Copyright claim by actress in anti-Islam film unlikely to succeed, says Greg Korn
KWIKA partner Greg Korn was quoted in Ryan Davis’s article at Law360.com (“Actress in Anti-Muslim Film May Have Flimsy Copyright Case”) on the copyright lawsuit brought by Cindy Lee Garcia, an actress in the film “Innocence of Muslims,” which has gained so much negative attention lately.
Typically, professional productions require the actors to sign a work-for-hire agreement, which assigns the copyright in their work to the producer. Ms. Garcia says she never signed such a document. But even when no agreement is signed, Greg says courts have held that the copyright in a film belongs to the person who superintended it or controlled it, so Ms. Garcia is unlikely to persuade a judge that her rights in her performance should allow her to block the film’s distribution.

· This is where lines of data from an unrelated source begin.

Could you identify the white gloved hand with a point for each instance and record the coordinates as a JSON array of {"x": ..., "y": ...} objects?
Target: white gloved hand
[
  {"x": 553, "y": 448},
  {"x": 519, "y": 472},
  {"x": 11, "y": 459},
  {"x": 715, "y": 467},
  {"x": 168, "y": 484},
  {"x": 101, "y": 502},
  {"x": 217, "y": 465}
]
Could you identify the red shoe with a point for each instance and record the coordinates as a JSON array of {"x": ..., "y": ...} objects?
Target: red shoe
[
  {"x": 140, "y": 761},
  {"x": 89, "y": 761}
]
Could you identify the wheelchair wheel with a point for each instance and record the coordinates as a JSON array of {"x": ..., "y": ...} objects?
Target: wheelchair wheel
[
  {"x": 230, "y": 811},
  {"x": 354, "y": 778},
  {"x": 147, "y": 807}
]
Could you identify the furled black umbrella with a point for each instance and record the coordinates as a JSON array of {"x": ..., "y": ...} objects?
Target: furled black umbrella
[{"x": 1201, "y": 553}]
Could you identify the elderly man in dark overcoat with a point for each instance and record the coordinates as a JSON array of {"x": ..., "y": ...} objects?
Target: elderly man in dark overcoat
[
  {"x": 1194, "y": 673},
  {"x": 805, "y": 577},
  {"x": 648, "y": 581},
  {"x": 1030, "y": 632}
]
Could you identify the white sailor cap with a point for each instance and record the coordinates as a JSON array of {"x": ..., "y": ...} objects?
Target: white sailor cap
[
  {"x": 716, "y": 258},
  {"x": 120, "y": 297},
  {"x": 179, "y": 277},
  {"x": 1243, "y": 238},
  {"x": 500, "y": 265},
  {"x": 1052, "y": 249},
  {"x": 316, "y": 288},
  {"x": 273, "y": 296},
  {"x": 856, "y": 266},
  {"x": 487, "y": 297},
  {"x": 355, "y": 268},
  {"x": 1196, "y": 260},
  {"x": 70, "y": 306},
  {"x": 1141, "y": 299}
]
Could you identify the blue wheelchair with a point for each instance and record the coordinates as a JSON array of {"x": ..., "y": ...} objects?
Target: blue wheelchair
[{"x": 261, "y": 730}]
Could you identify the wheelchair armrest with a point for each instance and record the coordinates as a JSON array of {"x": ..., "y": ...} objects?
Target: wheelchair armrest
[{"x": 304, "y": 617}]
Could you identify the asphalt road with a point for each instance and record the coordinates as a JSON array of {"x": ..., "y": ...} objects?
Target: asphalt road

According to her Complaint, the actress has even applied to the U.S. Copyright Office for a copyright on her performance, but Greg doesn’t think that approach will fly either. “From everything I’ve read, I don’t believe this actress was in a position of controlling the production, meaning that the likelihood that she has a copyright interest is very, very low. Because work-for-hire language is so common, there are hardly any cases addressing whether actors have a copyright interest in their performance, but it seems clear that they don’t under copyright law.”
“It’s nonsensical to talk about her performance as separate and apart from the film. The typical judge is just going to apply copyright law and not be swayed by everything else that’s going on.”
Greg added that he wouldn’t be surprised to see a judge rule against Ms. Garcia “sooner rather than later.”